Consider the following query that shows the in-use heap for each Persistent Query (PQ) at a specific timestamp:
stateLog = db.liveTable("DbInternal", "PersistentQueryStateLog").lastBy("SerialNumber")
withState = stateLog.where("Status in `Running`, `Initializing`, `AcquiringWorker`, `Connecting`, `Stopping`, `Executing`").view("SerialNumber", "Name", "VersionNumber", "Status")
withConfiguration = withState.naturalJoin(db.liveTable("DbInternal", "PersistentQueryConfigurationLogV2").lastBy("SerialNumber", "VersionNumber"), "SerialNumber,VersionNumber", "HeapSizeInGB")

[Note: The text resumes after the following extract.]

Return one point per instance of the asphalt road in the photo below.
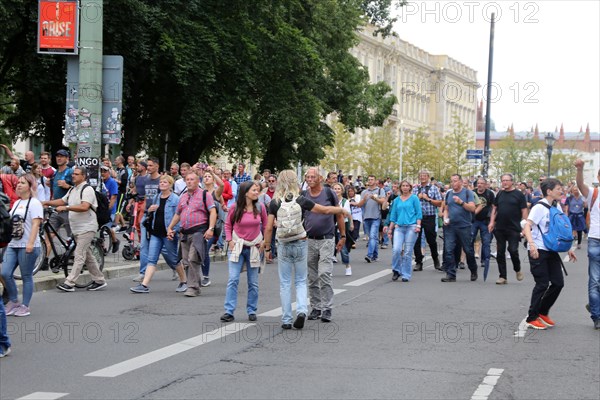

state_log = db.live_table("DbInternal", "PersistentQueryStateLog").last_by(
"SerialNumber"
)
with_state = state_log.where(
"Status in `Running`, `Initializing`, `AcquiringWorker`, `Connecting`, `Stopping`, `Executing`"

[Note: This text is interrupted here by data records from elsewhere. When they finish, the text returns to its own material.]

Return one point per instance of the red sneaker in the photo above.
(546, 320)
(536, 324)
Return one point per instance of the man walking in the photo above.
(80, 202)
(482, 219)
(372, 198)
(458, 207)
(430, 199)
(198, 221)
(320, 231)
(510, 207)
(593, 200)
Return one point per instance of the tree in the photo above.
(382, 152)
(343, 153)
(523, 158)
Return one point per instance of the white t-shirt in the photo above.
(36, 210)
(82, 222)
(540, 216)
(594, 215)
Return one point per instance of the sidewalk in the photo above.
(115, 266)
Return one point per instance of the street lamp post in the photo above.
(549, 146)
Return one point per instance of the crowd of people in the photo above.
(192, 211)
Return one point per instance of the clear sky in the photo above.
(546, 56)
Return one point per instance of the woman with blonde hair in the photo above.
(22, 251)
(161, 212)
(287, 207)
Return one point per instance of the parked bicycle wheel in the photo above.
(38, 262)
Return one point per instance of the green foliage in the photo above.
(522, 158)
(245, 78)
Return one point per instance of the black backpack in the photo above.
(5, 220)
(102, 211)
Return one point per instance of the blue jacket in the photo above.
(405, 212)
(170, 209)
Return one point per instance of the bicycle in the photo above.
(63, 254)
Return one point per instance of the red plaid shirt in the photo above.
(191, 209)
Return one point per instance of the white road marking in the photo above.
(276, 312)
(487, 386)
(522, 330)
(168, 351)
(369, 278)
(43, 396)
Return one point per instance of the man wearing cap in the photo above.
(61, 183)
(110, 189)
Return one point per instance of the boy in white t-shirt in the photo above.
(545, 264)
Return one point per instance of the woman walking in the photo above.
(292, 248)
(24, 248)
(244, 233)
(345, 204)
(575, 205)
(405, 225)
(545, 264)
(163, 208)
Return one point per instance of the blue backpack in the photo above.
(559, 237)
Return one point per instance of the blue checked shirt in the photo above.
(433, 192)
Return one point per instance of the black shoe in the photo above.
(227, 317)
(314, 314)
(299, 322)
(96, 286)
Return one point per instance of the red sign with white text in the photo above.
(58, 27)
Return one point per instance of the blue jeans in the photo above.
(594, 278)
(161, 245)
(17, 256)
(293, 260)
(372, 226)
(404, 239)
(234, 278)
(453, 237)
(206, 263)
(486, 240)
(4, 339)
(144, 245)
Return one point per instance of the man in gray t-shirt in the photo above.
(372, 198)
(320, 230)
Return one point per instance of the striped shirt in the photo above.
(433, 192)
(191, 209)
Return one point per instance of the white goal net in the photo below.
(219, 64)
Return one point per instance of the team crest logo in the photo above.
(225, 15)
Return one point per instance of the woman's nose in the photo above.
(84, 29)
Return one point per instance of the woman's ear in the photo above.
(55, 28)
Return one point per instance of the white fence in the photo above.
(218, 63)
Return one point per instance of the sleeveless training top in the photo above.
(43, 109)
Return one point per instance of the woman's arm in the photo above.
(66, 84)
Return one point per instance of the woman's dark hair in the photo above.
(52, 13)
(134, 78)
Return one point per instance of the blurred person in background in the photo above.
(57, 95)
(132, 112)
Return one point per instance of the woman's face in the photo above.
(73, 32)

).view(["SerialNumber", "Name", "VersionNumber", "Status"])
with_configuration = with_state.natural_join(
db.live_table("DbInternal", "PersistentQueryConfigurationLogV2").last_by(
["SerialNumber", "VersionNumber"]
),
"SerialNumber,VersionNumber",
"HeapSizeInGB",
)
This produces the following table in a Code Studio:
Notice that the HeapSizeInGB
column contains a null
value for a running query. We expect that every running query has a heap size. To debug this issue, we break the query into constituent operations to find the first operation that does not contain our expected data. Here is an equivalent query that splits out the PersistentQueryConfigurationLogV2
into a separately named variable called config_log
:
stateLog = db.liveTable("DbInternal", "PersistentQueryStateLog").lastBy("SerialNumber")

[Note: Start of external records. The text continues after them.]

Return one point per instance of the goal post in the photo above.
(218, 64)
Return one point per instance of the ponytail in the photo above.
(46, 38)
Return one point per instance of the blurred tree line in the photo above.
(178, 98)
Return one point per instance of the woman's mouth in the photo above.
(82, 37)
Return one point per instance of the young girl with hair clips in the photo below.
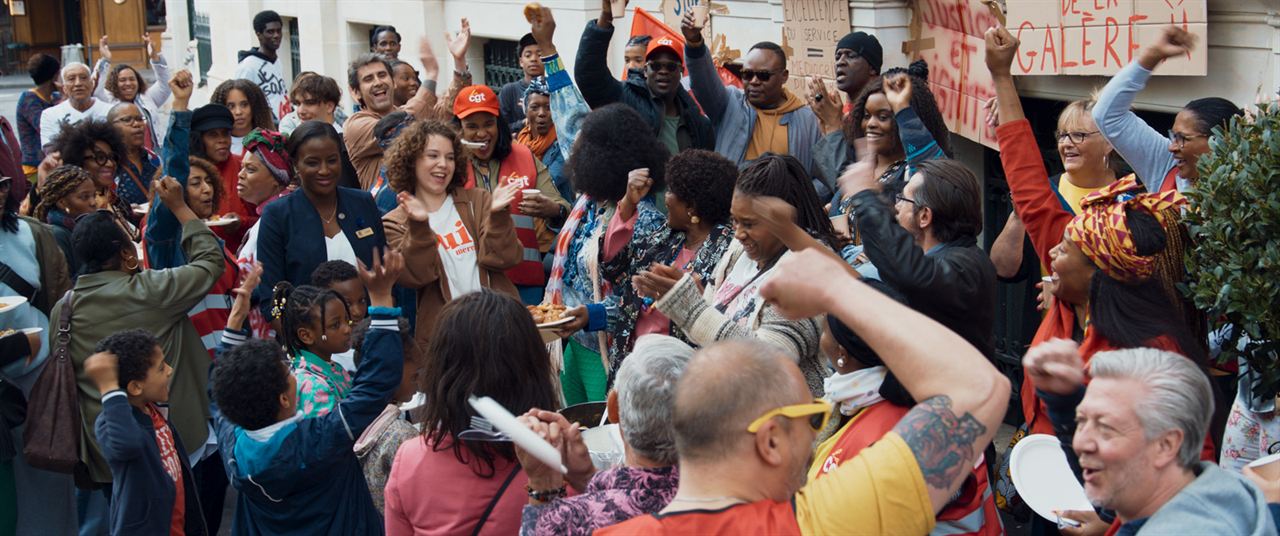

withState = stateLog.where("Status in `Running`, `Initializing`, `AcquiringWorker`, `Connecting`, `Stopping`, `Executing`").view("SerialNumber", "Name", "VersionNumber", "Status")
configLog = db.liveTable("DbInternal", "PersistentQueryConfigurationLogV2").lastBy("SerialNumber", "VersionNumber")
withConfiguration = withState.naturalJoin(configLog, "SerialNumber,VersionNumber", "HeapSizeInGB")
state_log = db.live_table("DbInternal", "PersistentQueryStateLog").last_by(
"SerialNumber"
)
with_state = state_log.where(
"Status in `Running`, `Initializing`, `AcquiringWorker`, `Connecting`, `Stopping`, `Executing`"
).view(["SerialNumber", "Name", "VersionNumber", "Status"])
config_log = db.live_table("DbInternal", "PersistentQueryConfigurationLogV2").last_by(
["SerialNumber", "VersionNumber"]
)
with_configuration = with_state.natural_join(
config_log, "SerialNumber,VersionNumber", "HeapSizeInGB"
)
From this table, we can see that "Sleep on Startup" is not present, so the error is that config_log
does not have the desired data. There is no filter for the table, but only data for today's date is present. The easiest way to see that there is only one value is to hover over the Date column header in the UI to display the statistics, which confirms there is only one unique value:
The live_table
method we used for retrieving the DbInternal.PersistentQueryConfigurationLogV2
table only contains data served by the Data Import Server, not data that has been merged to historical storage. If we combine the historical configuration data with live data, then we achieve the desired result:
stateLog = db.liveTable("DbInternal", "PersistentQueryStateLog").lastBy("SerialNumber")
withState = stateLog.where("Status in `Running`, `Initializing`, `AcquiringWorker`, `Connecting`, `Stopping`, `Executing`").view("SerialNumber", "Name", "VersionNumber", "Status")
configLog =merge(db.historicalTable("DbInternal", "PersistentQueryConfigurationLogV2"), db.liveTable("DbInternal", "PersistentQueryConfigurationLogV2")).lastBy("SerialNumber", "VersionNumber")
withConfiguration = withState.naturalJoin(configLog, "SerialNumber,VersionNumber", "HeapSizeInGB")
from deephaven import merge
state_log = db.live_table("DbInternal", "PersistentQueryStateLog").last_by(
"SerialNumber"
)
with_state = state_log.where(
"Status in `Running`, `Initializing`, `AcquiringWorker`, `Connecting`, `Stopping`, `Executing`"
).view(["SerialNumber", "Name", "VersionNumber", "Status"])
config_log = merge(
[
db.historical_table("DbInternal", "PersistentQueryConfigurationLogV2"),
db.live_table("DbInternal", "PersistentQueryConfigurationLogV2"),
]
).last_by(["SerialNumber", "VersionNumber"])
with_configuration = with_state.natural_join(
config_log, "SerialNumber,VersionNumber", "HeapSizeInGB"
)
Rerunning the query with the historical data included results in a value for our heap size.